“Es justo que haya fiesta y alegría,
porque tu hermano estaba muerto y ha vuelto a la vida,
estaba perdido y ha sido encontrado”
(Lc 15.32)
Esta frase se encuentra al final de la parábola del hijo
pródigo, la del hijo arrepentido y perdonado, ciertamente conocida, que quiere
manifestar la grandeza de la misericordia divina. Concluye todo un capítulo del
evangelio de Lucas en el que Jesús narra otras dos parábolas para ilustrar el
mismo argumento.
¿Recuerdas el episodio de la oveja
perdida, a la que su dueño sale a buscar, dejando solas a las otras noventa y
nueve en el desierto?
¿Recuerdas también la narración
sobre la moneda perdida (dracma) y la alegría de la mujer que, al encontrarla,
llama a sus amigas y vecinas para que se alegren con ella?
Estas palabras son una invitación
que Dios nos dirige a todos los cristianos para gozar con él y festejar su
alegría por el regreso del hombre pecador que se había perdido y que luego es
reencontrado. Y estas palabras de la parábola están pronunciadas por el padre a
su hijo mayor, con quien había compartido toda su vida, pero que después de un
día de duro trabajo no quiere entrar en la casa donde se festeja el regreso de
su hermano.
El padre va al encuentro del hijo fiel, tal como lo había
hecho con el hijo perdido, y trata de convencerlo. Pero es evidente el contraste
entre lo que sienten el padre y el hijo mayor: el padre, con un amor sin medida
e inmensa alegría, querría que todos compartieran sus sentimientos; el hijo
está lleno de desprecio y de celos para con su hermano, al que no reconoce como
tal. En efecto, refiriéndose a él, dice: “Ese hijo tuyo ha vuelto después de
haber gastado tus bienes”.
El amor y la alegría del padre para
con el hijo que ha vuelto pone más de relieve el rencor del otro, sentimiento que evidencia una relación fría y, hasta podría decirse,
falsa para con el padre. A este hijo le preocupa el trabajo, el cumplimiento de
su deber, pero no ama a su padre como un hijo. Se diría más bien que lo obedece
como a un patrón.
Con estas palabras, Jesús denuncia un peligro en el que también
nosotros podemos caer: el de una vida transitada para ser una persona correcta,
en busca de la perfección, juzgando a los hermanos menos ejemplares. En efecto,
si uno está “apegado” a la perfección, se llena de sí mismo, de admiración por
la propia persona. Y estamos tentados de actuar como el hijo que quedó en casa,
enumerándole al padre los propios méritos: “Hace tantos años que te sirvo, sin
haber desobedecido jamás ni una sola de tus órdenes”.

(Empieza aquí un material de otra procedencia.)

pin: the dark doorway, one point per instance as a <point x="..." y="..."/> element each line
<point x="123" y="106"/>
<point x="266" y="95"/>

Con estas palabras, Jesús se enfrenta con la actitud de
quien entiende la relación con Dios sólo desde el cumplimiento de los mandamientos.
Pero no basta. También la tradición judía es consciente de esto.
En esta parábola, Jesús pone de relieve el amor divino mostrando
que Dios, que es Amor, da el primer paso hacia el hombre sin considerar si él
lo merece o no, porque quiere que el hombre se abra a él para establecer una
auténtica comunión de vida. Naturalmente, el mayor obstáculo a Dios-Amor es
precisamente la vida de quienes acumulan acciones, obras, cuando Dios querría
su corazón.
Con estas palabras Jesús nos invita a
tener, con respecto al pecador, el mismo amor sin medida que el Padre tiene por
él. Jesús nos llama a no juzgar según nuestra medida el amor que el Padre
experimenta por cualquier persona. Al invitar al hijo mayor a compartir su
alegría por el hijo reencontrado, el Padre nos pide un cambio de mentalidad:
debemos acoger como hermanos y hermanas a todos los hombres y mujeres que
podrían suscitar en nosotros sentimientos de desprecio o de superioridad. Esto provocará en nosotros una verdadera
conversión, porque nos purifica de la convicción de ser mejores, nos impide
caer en la intolerancia religiosa y nos ayuda a recibir la salvación que Jesús
nos ofrece como puro regalo del amor de Dios.